[Editor’s note: This post has been written by Adriana Arellano, from Grupo FARO, who are participating of a mentoring project with ASIES in Guatemala. It is an effort to share lessons learned by these organisations with other think tanks.]
A think tank’s governance is a delicate matter. The balance between individual researchers’ interests and those of the organisation is hard to strike, especially when the think tank depends on short to medium term project funding.
In order to secure new sources of funding while maintaining a coherent research agenda, we at Grupo FARO are constantly keeping an eye out for upcoming calls for proposals and study our donor’s priorities. As soon as we identify a possible opportunity, we work full-steam on developing a good proposal.
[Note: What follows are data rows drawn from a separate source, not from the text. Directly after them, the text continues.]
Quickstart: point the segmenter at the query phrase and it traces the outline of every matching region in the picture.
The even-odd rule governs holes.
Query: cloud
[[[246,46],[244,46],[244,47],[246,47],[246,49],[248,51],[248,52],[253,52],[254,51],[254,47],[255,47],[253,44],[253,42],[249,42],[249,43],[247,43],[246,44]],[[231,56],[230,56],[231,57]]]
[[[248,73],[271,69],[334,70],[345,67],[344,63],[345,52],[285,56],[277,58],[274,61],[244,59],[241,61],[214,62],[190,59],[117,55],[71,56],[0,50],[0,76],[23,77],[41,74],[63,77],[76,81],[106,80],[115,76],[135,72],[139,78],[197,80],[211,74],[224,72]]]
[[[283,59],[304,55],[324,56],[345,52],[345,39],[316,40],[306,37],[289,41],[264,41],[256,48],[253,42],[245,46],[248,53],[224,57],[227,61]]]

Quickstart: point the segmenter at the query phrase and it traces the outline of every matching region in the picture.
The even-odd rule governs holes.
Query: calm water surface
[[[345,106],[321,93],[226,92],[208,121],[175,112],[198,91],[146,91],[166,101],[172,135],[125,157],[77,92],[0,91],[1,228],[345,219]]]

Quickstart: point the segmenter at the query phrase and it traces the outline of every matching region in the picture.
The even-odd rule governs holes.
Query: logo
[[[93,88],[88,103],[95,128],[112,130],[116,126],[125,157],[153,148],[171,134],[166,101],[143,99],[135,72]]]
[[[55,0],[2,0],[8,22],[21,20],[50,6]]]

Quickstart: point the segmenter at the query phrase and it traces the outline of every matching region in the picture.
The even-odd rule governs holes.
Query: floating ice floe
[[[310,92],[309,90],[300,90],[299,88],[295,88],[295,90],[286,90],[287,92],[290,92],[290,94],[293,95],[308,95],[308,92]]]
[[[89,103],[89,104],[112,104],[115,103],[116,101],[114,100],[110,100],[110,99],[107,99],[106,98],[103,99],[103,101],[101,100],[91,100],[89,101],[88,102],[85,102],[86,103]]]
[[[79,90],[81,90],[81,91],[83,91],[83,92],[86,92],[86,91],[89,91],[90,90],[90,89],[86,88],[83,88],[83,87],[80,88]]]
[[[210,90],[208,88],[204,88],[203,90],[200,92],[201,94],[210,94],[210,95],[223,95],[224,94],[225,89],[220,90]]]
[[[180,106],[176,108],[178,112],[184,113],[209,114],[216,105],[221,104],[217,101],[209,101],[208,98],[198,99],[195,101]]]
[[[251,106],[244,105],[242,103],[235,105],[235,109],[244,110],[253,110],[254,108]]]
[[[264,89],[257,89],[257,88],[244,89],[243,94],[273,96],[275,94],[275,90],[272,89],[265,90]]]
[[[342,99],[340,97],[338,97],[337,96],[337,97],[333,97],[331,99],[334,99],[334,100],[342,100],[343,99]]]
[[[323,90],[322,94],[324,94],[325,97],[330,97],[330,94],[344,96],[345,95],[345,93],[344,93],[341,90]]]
For each of them, we put together a team which focuses on producing innovative ideas. However, we are frequently confronted with some dilemmas:
- How to make sure that these proposals will keep us in line with the organisation’s goals?
- How to add value through these proposals?
- How do we achieve a multi-disciplinary approach in them?
At Grupo FARO, we have developed a seven-step process for project approval that has helped us to deal with those questions. The process is summarised below.
From call to proposal… to an actual project
The 7 steps are:
- It is up to each programme director or coordinator, or FARO’s Executive Committee (this group is composed of the Executive Director together with the Directors of Research, Director of Communications and Policy Incidence, and Director of Finance and Administration), to decide which proposals to develop, in accordance with FARO’s institutional goals.
- Each new proposal is prepared by a team –most likely as part of a specific area/programme or working across various areas/programmes.
- Crucially, the team needs to check and comply with the donor’s requirements as well as formatting.
- Each proposal is then developed in collaboration with FARO’s strategic areas: Communications and Policy Incidence, Research, and Finance and Administration, which provide feedback and general support.
- Once the proposal is drafted, it is sent out to the entire organisation for comments. Whoever is in a position to provide general and/or specific comments is invited to do so.
- Following any adjustments, the proposal is sent to the Committee for Project Approval (CAP) for a final review.
- If and when approved by CAP, the proposal is finally submitted.
7 step process: from call to proposal
How does CAP work?
CAP is a mechanism that helps us improve proposals and ensure that they are in line with our goals, mission, and vision. Anyone in the organisation is welcome to attend CAP meetings, but project approval is subject to the votes of its three official members: the Directors of Research (who chairs it), Communications and Policy Incidence, and Finance and Administration
Given usual time constraints, proposals are reviewed in their required format (depending on donors) rather than in a standardised form. Documents are sent in advance so that, during the CAP meetings, the proposal team leader presents the project goals and the proposal’s main elements. Each CAP member verifies that the proposal is sound from the perspective of his or her own areas of expertise. Additionally, they share their own ideas and raise key questions.
CAP members take the following criteria under consideration:
- Is the proposal in line with our mission, vision and strategic goals?
- Does it match with our research agenda?
- Does it fulfil gender and cultural diversity criteria?
- Is it in line with the donor’s financial requirements?
- Does it fulfil internal requirements for overheads?
- Does it require matching funds?
- Are taxes and related expenses taken into account?
Communications and Policy Incidence considerations:
- Have actor mapping and risk assessment exercises been carried out?
- Are the project’s messages clear?
- Are the project’s audiences properly identified?
- Which public policy does the project seek to inform/influence?
- What communications outputs will result from it?
- Does the proposal clearly state the problem, its background, and the goals?
- Is there a clear hypothesis and method?
- What research outputs will result from it?
Following the meeting, the committee can decide to:
- Approve the proposal;
- Approve it with revisions; or
- Reject it.
Although the latter has not happened yet, there have been proposals that were approved with revisions. In this case, the document has to be resubmitted to CAP before being officially set out to the funder.
Proposal development requires creativity, commitment, and hard work. At Grupo FARO we have developed these mechanisms in order to provide support and feedback to those involved in new proposals. It is often the case that proposal teams are surprised by the amount of ideas and suggestions they get from the rest of the organisation. More importantly, at FARO we want these teams to feel they have the organisation’s support.